The authors of [11] developed a novel, general multi-step-ahead strategy to forecast time series of air pollutants, extending the known multiple-input multiple-output (MIMO) strategy. The suggested strategy presupposes the availability of external independent forecasts for meteorological, atmospheric, and other variables, and continuously updated datasets. A new computational scheme was proposed for h-vector horizon prediction for each forward step. The strategy was applied to forecast the daily concentrations of pollutants PM₁₀, SO₂, and NO₂ 17 horizons ahead, with h = 10 days. Random forest (RF) and arcing (Arc-x4) ML algorithms were used for modeling. The comparison with the existing strategies showed the advantage of the proposed one.

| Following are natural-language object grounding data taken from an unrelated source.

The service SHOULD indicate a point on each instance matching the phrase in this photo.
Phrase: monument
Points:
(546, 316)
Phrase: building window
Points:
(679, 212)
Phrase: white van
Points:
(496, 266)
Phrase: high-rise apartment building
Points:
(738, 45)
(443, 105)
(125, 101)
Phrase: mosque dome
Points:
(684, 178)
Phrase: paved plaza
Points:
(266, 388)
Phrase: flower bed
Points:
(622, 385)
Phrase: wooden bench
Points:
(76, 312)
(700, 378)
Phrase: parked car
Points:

Paper [12] presents a novel credit card fraud detection scheme, RaKShA, which is integrated with explainable artificial intelligence (XAI) and long short-term memory (LSTM), i.e., the X-LSTM model, and the output is verified via a smart contract (SC). The results are stored in the InterPlanetary File System (IPFS), which is referenced on the public blockchain network. The proposed approach addressed the limitation of traditional fraud detection by providing model interpretability, improved accuracy, security, and transparency. The X-LSTM model was found to increase the power of the LSTM model in detecting credit card financial fraud (FF) and to make the scheme scalable and adaptable, which helps users to protect themselves from FF.

Paper [13] presents an efficient one-stage model for automatic lung tumor detection in computed tomography (CT) images, called ELCT-YOLO. It was designed to solve the problem of scales and meet the requirements of real-time tumor detection. The ELCT-YOLO model implemented a specially designed neck structure and a novel Cascaded Refinement Scheme (CRS) to process context information. The results of empirical tests showing the advantages of the model were presented.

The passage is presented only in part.